Is late blight the same as early blight?

No. They look similar at a glance — both cause dark lesions on tomato leaves — but they are caused by different organisms and behave very differently. Early blight (Alternaria) makes neat concentric rings and spreads slowly over weeks. Late blight (Phytophthora) makes greasy grey-green patches with no rings and can kill a plant in three to five days. Late blight is far more urgent. If you see white fuzz on the underside of leaves, that is late blight.

Is copper fungicide safe to use on vegetables I will eat?

Copper fungicides are approved for vegetable use in India and are used widely in commercial farming. Follow the label's pre-harvest interval — most copper products require 3-7 days between last spray and harvest. Rinse your harvest thoroughly. On a terrace where you are growing food for your family, use copper at the recommended rate (2.5-3 g per litre) and do not exceed the label dose. Systemic fungicides like Ridomil have a longer pre-harvest interval (typically 14 days) — check the label.

What is the white fuzz appearing on my tomato leaves at night?

That is the sporulation of Phytophthora infestans — the pathogen that causes late blight. It appears on the underside of leaves when humidity is high, usually overnight or after rain. Each white patch is producing millions of spores. This is a confirmed late blight infection. Begin treatment the same morning. Do not wait for more symptoms to develop.

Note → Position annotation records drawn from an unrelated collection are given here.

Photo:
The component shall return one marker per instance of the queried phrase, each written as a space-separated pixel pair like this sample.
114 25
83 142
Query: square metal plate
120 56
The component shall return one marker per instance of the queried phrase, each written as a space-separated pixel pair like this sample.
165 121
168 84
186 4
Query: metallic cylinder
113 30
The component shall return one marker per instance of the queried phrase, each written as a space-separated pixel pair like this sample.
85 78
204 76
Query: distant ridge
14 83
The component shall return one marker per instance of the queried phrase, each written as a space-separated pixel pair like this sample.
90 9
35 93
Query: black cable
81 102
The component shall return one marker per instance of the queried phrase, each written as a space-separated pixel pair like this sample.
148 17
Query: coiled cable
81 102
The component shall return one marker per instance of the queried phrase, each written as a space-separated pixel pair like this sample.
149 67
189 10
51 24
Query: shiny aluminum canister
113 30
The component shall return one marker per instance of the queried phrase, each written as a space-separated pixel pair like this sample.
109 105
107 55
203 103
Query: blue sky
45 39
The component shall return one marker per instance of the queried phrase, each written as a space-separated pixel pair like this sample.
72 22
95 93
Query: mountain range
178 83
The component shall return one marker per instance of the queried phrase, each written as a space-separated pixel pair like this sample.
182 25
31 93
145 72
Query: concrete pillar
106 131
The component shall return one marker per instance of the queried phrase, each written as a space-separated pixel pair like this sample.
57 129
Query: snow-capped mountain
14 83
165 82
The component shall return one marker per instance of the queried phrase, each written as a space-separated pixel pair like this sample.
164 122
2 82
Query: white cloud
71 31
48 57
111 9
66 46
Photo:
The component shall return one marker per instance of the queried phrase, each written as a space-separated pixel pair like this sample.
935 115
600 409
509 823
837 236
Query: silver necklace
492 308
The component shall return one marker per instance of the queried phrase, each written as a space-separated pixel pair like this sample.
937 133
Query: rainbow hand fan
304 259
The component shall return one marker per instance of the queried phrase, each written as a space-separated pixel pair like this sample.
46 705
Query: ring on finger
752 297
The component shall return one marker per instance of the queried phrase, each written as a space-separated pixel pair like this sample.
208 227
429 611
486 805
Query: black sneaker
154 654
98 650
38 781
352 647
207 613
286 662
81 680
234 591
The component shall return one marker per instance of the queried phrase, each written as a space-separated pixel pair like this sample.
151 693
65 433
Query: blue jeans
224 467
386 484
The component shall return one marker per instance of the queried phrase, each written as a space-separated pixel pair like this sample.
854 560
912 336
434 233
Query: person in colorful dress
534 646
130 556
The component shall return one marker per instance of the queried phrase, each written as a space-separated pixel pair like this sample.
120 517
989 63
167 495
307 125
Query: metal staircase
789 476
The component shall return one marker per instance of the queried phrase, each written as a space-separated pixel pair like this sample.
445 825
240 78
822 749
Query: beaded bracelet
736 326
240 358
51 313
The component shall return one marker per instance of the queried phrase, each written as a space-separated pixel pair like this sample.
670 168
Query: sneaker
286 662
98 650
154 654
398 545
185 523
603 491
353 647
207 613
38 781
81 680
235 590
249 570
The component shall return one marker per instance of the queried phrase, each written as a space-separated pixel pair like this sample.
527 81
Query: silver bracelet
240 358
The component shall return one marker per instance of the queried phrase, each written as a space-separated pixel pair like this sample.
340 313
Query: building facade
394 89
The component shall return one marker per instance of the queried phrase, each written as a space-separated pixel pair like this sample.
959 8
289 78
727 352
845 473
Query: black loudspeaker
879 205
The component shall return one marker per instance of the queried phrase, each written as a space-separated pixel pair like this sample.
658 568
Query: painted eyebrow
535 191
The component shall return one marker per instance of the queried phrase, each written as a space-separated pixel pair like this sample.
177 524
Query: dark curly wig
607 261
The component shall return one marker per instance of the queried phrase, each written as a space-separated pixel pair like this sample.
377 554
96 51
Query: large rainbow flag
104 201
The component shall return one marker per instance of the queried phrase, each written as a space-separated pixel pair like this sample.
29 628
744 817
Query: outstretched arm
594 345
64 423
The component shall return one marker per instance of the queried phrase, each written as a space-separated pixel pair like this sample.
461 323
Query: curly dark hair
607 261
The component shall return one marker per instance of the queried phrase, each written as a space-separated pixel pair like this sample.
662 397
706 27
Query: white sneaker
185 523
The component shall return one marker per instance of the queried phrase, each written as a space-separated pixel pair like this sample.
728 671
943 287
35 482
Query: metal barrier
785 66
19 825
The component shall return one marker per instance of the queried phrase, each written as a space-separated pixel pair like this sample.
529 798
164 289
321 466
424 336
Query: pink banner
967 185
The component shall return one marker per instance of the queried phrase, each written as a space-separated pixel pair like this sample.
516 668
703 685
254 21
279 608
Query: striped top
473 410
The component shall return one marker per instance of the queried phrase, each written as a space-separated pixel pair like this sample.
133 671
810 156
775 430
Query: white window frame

My grow bag tomato got late blight. Can I reuse the soil next season?

Not without treating it first. Phytophthora produces structures called oospores that can survive in soil for months. To make the mix safe, spread it in a thin layer (5-8 cm) on a tarpaulin in full direct sun, keep it slightly moist, and leave it for 4-6 weeks during peak summer (April-June). This solar solarisation builds temperatures above 50°C which kills oospores. Alternatively, replace the mix entirely — a 50-litre bag of fresh cocopeat + perlite + compost mix costs roughly ₹250-350 and eliminates the risk.

Should I use neem oil against late blight?

Neem oil has antifungal properties and works well against several mild fungal diseases. However, late blight is caused by an oomycete, not a true fungus, and neem oil has very limited effectiveness against it. If you only have neem oil available and have no copper, apply it as a temporary measure while you arrange copper fungicide — but do not rely on neem as your primary treatment for late blight. Get copper fungicide from your nearest kisan kendra, Dehaat outlet, or order from BigHaat. The window to save the plant is short.